More than 80 conditions have been classified as autoimmune diseases, including multiple sclerosis and type 1 diabetes, affecting up to 10% of the population. A promising immunotherapy of such diseases is the use of tolerogenic dendritic cells (tolDCs).
Dendritic cells (DC) are key regulators of the adaptive immune system: DC can be polarized towards tolDCs, restraining inappropriate autoreactive responses such as those observed in autoimmune diseases.
Conventionally, tolDCs are generated ex vivo from isolated autologous DC cultured with the disease autoantigen and tolerogenic agents.
In this project, we will develop a new biomaterial able to generate tolDCs in the patient directly in vivo, leading to a drastic reduction in the therapy cost.

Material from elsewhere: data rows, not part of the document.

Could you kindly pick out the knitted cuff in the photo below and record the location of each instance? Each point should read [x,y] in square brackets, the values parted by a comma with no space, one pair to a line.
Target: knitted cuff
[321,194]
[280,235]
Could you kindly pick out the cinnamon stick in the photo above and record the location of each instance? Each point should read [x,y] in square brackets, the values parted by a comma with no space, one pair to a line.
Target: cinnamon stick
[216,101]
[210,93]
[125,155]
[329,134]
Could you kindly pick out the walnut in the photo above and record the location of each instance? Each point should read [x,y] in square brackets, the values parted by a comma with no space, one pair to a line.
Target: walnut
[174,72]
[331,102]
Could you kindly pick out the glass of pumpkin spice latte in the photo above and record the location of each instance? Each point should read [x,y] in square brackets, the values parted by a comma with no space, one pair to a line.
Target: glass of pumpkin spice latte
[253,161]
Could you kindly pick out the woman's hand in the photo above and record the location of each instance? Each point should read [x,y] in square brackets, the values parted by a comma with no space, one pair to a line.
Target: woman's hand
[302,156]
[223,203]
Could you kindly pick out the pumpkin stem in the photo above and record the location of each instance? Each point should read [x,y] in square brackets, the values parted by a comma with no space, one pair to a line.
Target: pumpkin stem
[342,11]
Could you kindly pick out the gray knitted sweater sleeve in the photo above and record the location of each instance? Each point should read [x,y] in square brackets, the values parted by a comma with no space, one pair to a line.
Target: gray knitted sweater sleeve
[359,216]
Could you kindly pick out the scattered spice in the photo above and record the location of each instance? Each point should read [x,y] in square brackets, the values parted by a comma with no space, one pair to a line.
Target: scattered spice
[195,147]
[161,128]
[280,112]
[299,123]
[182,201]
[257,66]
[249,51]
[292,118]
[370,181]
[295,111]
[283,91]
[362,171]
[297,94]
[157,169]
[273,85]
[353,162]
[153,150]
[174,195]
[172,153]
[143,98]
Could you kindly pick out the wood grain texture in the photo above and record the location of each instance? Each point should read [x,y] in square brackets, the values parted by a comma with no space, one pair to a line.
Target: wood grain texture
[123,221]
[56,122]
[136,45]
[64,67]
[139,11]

We will do this through an injectable hydrogel able to recruit DC at the site of implantation, and then deliver to those DC nanoparticles containing mRNA encoding the disease autoantigen, and siRNAs as tolerogenic agents.
Thanks to the use of mRNA, this platform can be easily scaled and adapted to different diseases in a patient-specific manner.
Central to this approach will be the use of new immunologically silent polymeric nanoparticles, able to efficiently deliver RNA to dendritic cells without the inherent immunogenicity of conventional lipid particles used in RNA therapeutics.